Symphytum officinale has long been known by the name of “comfrey” and is thus often referred to in old scientific and natural medicine manuals. It is a perennial shrub native of Europe, growing in moist ground in many areas, and known to Dioscorides in the first century AD. Other names indicative of its activity are healing herb and bruisewort. It has been hailed as one of the best herbs for the lungs, especially where there is hemorrhage and one of nature’s greatest healers. The primary active constituents are allantoin, various tannins, mucilage, phosphates of calcium, potassium and sodium, iron, etc.
- Cell proliferant. The herb stimulates new cell growth, and is thus very helpful as a poultice and/or taken internally, in cases of broken bones, bruises, burns, cuts, fractures, ruptures, sprains, swellings, torn ligaments, varicose veins, etc. For external use, apply pure olive oil before the herbal poultice to prevent sticking.

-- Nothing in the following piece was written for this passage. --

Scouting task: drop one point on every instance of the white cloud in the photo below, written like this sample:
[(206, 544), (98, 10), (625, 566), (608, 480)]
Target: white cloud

- Anti-inflammatory. Symphytum soothes and heals inflamed tissues in a remarkable way. It has been extensively used for stopping hemorrhages, but especially from the lungs, which are difficult to treat directly. Its anti-inflammatory activity has been found effective against asthma, bronchitis, pleurisy, pneumonia, tuberculosis, but also for inflamed bowels and stomach, diarrhea, dysentery, ulcerated kidneys, bloody urine. It has been also used against gangrene, gout, leukorrhea and scrofula.
- Nutritive. The herb appears to be also highly nutritive, and old herbology texts advise that when it is taken internally no food is necessary, as the patient is well fed for the next 12 hours and excessive nutrition is bound to interfere with the healing process.